Giters

rubygems / gemstash

A RubyGems.org cache and private gem server

Geek Repo:Geek Repo

Github PK Tool:Github PK Tool

Support hosts in FIPS mode

ayohrling opened this issue · comments

commented

Currently, gemstash does not run on systems that are configured in FIPS mode. There are a couple spots that utilize MD5 digests that need to be replaced for valid operation.

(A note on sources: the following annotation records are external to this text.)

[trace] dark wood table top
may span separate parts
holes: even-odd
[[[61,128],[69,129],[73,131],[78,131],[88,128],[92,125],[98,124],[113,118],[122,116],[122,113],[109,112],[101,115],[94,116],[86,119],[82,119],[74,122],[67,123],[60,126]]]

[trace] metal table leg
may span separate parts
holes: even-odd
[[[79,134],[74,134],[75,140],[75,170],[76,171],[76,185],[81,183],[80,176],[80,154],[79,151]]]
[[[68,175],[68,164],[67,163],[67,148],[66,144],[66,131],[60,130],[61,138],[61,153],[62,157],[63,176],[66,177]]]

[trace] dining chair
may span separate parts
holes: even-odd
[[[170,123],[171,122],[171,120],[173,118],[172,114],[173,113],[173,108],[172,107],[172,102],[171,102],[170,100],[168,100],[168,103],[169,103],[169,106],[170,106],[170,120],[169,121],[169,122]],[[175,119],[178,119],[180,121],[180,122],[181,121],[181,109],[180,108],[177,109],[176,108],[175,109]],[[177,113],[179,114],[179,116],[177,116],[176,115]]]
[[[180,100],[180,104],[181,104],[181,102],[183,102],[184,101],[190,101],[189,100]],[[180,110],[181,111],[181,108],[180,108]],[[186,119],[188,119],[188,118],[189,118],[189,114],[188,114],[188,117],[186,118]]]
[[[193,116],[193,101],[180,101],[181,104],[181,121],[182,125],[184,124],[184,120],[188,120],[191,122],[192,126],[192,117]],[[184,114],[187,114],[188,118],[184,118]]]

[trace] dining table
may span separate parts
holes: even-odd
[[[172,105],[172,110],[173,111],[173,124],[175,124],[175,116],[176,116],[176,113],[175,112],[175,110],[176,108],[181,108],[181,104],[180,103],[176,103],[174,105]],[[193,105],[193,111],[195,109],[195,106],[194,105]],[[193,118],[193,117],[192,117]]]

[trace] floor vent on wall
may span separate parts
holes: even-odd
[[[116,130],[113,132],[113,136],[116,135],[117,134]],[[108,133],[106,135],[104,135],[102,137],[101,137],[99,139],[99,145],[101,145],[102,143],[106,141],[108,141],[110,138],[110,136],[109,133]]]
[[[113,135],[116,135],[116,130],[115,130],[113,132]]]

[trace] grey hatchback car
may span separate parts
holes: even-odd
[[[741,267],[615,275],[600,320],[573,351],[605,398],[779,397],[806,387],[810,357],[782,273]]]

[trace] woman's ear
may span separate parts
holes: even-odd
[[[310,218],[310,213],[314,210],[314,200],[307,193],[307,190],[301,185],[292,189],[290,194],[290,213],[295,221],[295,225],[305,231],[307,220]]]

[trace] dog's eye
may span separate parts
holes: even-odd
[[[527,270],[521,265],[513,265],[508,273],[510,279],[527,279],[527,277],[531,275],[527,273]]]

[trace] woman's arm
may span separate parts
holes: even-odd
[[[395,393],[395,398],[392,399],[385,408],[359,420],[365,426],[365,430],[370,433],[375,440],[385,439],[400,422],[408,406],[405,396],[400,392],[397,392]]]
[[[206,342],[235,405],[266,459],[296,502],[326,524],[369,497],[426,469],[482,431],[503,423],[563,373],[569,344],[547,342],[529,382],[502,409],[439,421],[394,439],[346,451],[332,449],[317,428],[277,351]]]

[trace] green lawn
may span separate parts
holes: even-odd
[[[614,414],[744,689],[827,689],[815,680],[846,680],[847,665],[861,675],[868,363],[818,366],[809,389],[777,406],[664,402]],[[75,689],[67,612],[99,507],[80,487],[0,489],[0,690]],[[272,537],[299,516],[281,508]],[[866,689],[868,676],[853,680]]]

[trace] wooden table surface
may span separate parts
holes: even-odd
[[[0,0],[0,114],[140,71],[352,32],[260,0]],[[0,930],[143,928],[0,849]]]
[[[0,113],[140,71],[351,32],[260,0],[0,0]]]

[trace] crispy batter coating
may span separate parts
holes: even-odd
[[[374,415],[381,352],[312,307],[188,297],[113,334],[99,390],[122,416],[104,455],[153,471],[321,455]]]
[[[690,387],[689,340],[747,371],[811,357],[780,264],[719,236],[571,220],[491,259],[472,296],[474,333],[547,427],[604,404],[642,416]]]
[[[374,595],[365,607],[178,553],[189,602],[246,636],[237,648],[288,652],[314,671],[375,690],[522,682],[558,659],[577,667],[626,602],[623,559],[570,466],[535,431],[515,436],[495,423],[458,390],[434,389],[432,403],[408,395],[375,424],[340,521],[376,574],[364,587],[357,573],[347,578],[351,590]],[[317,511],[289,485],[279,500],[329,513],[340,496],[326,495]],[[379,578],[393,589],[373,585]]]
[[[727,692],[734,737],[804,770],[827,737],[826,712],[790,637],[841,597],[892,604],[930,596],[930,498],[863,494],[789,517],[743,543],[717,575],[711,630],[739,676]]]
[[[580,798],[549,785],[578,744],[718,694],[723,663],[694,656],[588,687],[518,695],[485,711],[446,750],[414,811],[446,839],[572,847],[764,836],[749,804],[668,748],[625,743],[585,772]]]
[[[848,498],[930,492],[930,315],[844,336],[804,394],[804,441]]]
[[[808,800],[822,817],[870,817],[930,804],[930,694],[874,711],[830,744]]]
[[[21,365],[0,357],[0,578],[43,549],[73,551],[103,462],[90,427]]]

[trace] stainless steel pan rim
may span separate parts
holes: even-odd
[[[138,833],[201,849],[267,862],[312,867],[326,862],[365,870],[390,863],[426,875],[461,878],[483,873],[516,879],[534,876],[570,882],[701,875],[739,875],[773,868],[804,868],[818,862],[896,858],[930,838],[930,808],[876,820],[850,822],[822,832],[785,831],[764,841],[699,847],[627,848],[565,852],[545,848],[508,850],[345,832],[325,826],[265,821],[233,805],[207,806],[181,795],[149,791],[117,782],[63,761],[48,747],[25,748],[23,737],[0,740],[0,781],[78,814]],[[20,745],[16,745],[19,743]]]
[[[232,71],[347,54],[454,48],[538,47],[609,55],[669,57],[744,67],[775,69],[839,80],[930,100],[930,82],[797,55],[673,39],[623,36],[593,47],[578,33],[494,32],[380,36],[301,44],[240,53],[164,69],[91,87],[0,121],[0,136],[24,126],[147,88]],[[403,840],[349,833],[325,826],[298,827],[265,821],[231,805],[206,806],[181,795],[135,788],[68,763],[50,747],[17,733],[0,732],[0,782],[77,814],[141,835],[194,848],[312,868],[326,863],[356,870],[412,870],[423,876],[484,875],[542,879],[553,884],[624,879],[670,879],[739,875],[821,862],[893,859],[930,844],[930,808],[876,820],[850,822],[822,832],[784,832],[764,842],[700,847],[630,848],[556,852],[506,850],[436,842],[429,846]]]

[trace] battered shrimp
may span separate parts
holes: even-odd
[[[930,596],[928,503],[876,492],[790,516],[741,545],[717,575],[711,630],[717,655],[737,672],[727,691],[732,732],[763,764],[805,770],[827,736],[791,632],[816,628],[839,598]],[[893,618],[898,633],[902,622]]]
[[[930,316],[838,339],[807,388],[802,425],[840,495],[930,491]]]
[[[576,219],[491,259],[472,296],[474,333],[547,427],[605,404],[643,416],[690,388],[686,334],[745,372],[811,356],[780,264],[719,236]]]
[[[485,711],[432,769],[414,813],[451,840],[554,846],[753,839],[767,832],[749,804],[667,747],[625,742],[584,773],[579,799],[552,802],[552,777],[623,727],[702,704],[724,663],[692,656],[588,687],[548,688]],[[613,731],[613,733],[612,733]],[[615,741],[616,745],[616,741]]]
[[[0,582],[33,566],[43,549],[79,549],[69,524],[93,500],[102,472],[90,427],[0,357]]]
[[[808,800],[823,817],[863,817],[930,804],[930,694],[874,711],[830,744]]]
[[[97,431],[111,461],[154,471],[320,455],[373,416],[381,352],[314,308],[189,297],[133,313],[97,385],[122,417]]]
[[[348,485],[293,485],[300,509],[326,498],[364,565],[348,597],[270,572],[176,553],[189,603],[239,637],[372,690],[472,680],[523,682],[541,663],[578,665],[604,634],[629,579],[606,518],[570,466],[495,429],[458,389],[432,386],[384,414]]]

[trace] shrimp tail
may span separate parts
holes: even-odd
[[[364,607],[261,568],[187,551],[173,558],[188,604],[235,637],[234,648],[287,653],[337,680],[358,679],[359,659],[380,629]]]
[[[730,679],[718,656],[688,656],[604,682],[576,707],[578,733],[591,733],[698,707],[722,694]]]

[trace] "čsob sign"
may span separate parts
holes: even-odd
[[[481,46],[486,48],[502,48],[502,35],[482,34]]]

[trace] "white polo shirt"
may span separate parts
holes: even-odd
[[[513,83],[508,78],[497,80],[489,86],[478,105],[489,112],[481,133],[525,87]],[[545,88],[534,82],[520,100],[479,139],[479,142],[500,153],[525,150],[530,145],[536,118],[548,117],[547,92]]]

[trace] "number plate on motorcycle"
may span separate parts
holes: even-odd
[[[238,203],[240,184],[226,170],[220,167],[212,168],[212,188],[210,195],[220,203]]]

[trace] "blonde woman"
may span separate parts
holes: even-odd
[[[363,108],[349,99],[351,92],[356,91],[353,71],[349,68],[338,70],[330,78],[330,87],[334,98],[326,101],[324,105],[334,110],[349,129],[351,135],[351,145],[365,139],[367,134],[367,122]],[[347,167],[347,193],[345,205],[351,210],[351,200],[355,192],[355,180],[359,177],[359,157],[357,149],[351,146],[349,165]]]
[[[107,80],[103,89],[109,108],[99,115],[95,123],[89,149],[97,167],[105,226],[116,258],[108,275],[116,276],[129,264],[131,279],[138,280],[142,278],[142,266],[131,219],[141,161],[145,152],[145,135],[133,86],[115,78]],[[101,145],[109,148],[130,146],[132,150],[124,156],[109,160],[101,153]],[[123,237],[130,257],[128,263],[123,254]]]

Results in the following logs when running the server and timeouts for too many connection resets in fetching gems:

md5_dgst.c(82): OpenSSL internal error, assertion failed: Digest MD5 forbidden in FIPS mode!
[2018-10-31 13:30:47 +0000] - INFO - [16128] - Worker 0 (pid: 16242) booted, phase: 0
md5_dgst.c(82): OpenSSL internal error, assertion failed: Digest MD5 forbidden in FIPS mode!
[2018-10-31 13:30:52 +0000] - INFO - [16128] - Worker 0 (pid: 16254) booted, phase: 0
md5_dgst.c(82): OpenSSL internal error, assertion failed: Digest MD5 forbidden in FIPS mode!
[2018-10-31 13:30:57 +0000] - INFO - [16128] - Worker 0 (pid: 16266) booted, phase: 0
md5_dgst.c(82): OpenSSL internal error, assertion failed: Digest MD5 forbidden in FIPS mode!
[2018-10-31 13:31:02 +0000] - INFO - [16128] - Worker 0 (pid: 16276) booted, phase: 0
commented

Am hoping for some feedback here. I feel like this should be low-hanging fruit. PR is in, we have to work from builds off my fork to use gemstash until this is merged upstream.